A BETTER WAY TO TREAT IMMIGRANTS
Best practices in high-skilled immigration policy can be witnessed in Canada. The government has consistently promoted Canada as a destination for immigrants and prides itself on having a fairly open and straightforward immigration process. In 2010, Canada welcomed 280,636 immigrants while the U.S. accepted 1,042,625 -- on a per capita basis less than one-half of the Canadian figure. Under the Canadian immigration system there are three categories: economic, family reunification and refugee. The economic class is based upon a detailed points system that calculates relevant skills. Canada, with a population one-tenth that of the U.S., accepted 186,913 "economic immigrants" in 2010, accounting for 66.7 percent of its total. These immigrants unquestionably contribute to economic growth, job creation and increased demand for housing. In contrast, the U.S. currently caps employment-based visas, including those with extraordinary skills, professionals holding advanced degrees, skilled workers and professionals, special immigrants (e.g. religious workers), and investors, at 140,000, or just 13.4 percent of all immigrants.
Toronto alone absorbs approximately 100,000 immigrants per year, the vast majority high-skilled (or members of Richard Florida's Creative Class) under the economic category and has transformed its economy. In addition, Canada is home to 981,137 temporary foreign residents, the majority of whom are either foreign workers or foreign students. Temporary foreign residents can apply for permanent residency in Canada under the "experience class."

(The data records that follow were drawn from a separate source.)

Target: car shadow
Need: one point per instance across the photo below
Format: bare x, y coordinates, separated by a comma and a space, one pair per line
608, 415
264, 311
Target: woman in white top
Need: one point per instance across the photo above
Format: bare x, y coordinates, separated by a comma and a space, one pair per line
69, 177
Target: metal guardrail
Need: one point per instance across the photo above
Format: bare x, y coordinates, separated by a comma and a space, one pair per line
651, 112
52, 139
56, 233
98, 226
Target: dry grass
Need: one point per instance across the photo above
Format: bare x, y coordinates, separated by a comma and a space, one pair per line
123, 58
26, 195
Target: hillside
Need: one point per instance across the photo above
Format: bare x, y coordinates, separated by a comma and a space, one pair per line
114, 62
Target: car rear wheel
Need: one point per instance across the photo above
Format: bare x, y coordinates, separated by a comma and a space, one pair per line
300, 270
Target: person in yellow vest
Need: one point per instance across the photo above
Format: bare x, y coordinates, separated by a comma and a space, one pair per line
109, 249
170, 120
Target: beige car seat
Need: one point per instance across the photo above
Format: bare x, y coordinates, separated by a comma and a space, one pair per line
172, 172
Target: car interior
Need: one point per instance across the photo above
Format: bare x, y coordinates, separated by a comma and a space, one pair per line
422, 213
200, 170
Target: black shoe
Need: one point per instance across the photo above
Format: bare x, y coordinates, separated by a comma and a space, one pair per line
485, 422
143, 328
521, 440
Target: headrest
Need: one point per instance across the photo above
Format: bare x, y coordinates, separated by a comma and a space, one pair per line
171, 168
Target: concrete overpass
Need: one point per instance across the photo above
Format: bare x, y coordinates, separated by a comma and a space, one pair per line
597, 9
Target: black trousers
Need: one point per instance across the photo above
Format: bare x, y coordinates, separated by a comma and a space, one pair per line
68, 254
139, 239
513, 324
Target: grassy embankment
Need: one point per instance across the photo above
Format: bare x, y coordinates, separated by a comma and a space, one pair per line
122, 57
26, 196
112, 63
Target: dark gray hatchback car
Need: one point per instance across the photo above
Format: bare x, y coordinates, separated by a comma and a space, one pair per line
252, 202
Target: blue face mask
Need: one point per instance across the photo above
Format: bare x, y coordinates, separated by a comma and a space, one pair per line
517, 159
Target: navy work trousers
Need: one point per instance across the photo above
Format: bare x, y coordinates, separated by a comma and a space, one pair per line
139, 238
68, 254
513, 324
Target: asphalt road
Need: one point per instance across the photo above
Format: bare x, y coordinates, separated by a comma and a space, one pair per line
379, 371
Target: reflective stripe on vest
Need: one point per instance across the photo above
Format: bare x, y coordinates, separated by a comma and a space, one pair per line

A BETTER WAY TO INVEST IN RESEARCH
Innovation, along with entrepreneurship, involves a lengthy process of research and development, one that inevitably entails risk for firms and industries. There are three main categories of risk: regulatory, innovation and monetary. My research and others' shows that lucrative reward systems and regulatory structures directly influence the level of R&D activities. Tax credits are one way to effectively reduce the risks inherent in conducting R&D.
Some readers will be surprised to learn that France has the most generous tax incentives for R&D among the OECD countries. The government is continually expanding the scope of the tax credit, and the amount of funding available nearly doubled between 2006 and 2008. A company can receive up to 50 percent of its R&D costs the first year; 40 percent is covered the second and 30 percent in the third. There is a mechanism that allows funding to be "fast-tracked" for small- and medium-size enterprises, and in most cases, the waiting period for approval is only three months. Lastly, the tax credit is either deducted from the annual corporate tax or reimbursed after three years, providing greater flexibility. The tax subsidy rate per $1 of R&D in France averages 43 cents, while in the U.S. it is a paltry 7 cents.
Finland serves as another example of using policy solutions to transform its economy from resource-based to knowledge-based through consistently increasing gross expenditure on R&D. Simultaneously it has also pursued international scientific collaboration, university/industry partnerships, and enhanced venture capital availability. On a per capita basis, Finland now claims double the OECD average of patent output.